この空に咲く
(なんて言うか、ここの人はみんな美男美女ばっかりだな)
飛鳥がふとそんな事を思っていると千秋が次の部屋の前で立ち止まった。
「凪?入るよ」
そしてまた開かれた扉。
中からは煙草の匂いが溢れだしてきた。
「んだよ千秋。」
「またそんなに吸って…」
千秋が山積みになった灰皿の中身に目をやる。
「関係ねーだろ」
そしてまた吸い掛けだったであろう煙草を手に持ち吸い始める少年。
「まったく…ごめんね、早く終わらせちゃうから」
飛鳥に気遣って言う千秋の言葉に反応した少年が飛鳥の存在に気付いた。
「誰だよ、そいつ」
明らかに飛鳥を睨む少年。
(うう…)
「彼女は今日入寮してきた境飛鳥さんだよ。
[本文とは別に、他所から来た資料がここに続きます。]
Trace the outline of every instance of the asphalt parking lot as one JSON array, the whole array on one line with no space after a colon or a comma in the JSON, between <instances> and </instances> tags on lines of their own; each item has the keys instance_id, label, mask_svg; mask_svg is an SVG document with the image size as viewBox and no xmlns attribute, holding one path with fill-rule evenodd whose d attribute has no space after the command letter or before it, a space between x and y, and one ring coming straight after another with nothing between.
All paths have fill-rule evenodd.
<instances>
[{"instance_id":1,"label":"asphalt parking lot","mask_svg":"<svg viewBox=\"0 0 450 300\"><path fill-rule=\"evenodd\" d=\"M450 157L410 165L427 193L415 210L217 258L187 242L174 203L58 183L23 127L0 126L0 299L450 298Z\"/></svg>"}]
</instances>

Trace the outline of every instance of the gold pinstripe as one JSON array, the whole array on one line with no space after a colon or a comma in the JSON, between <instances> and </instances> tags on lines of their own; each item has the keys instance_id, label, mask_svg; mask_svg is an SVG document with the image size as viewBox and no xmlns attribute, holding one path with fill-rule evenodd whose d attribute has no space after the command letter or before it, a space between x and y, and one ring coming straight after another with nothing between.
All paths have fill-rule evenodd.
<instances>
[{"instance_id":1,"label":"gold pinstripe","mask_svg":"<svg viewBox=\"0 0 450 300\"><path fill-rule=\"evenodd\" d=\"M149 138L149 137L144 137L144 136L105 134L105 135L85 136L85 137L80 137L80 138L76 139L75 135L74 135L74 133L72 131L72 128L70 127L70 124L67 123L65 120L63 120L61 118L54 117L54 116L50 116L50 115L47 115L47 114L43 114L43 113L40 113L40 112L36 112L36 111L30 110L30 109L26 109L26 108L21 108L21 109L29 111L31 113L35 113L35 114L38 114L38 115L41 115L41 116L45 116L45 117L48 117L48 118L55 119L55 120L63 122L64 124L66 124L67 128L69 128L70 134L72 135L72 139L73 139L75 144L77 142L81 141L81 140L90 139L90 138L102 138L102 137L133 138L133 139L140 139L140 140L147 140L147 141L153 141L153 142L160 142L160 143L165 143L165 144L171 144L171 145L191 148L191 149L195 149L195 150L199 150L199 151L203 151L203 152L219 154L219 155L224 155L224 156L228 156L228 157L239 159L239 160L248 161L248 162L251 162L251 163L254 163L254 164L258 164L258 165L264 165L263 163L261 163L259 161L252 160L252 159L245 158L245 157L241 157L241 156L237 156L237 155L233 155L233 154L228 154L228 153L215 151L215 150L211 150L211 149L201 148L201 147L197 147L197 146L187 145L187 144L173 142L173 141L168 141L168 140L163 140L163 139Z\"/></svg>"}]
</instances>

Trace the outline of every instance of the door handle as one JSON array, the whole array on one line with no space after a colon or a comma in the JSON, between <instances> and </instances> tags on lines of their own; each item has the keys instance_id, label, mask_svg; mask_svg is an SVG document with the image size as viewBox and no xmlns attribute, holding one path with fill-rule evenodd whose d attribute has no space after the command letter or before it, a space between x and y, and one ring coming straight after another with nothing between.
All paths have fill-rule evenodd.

そしてあっちが大麻凪(オオアサ ナギ)。」
千秋が交互に紹介してくれしあう。
「は、初めまして!境飛鳥です!」
「……あっそ」
全く無関心だという様に凪はまた煙草を吸い始める。
「じゃあ出ようか」
その空気に堪らずにいた飛鳥に千秋の天使の声がかかった。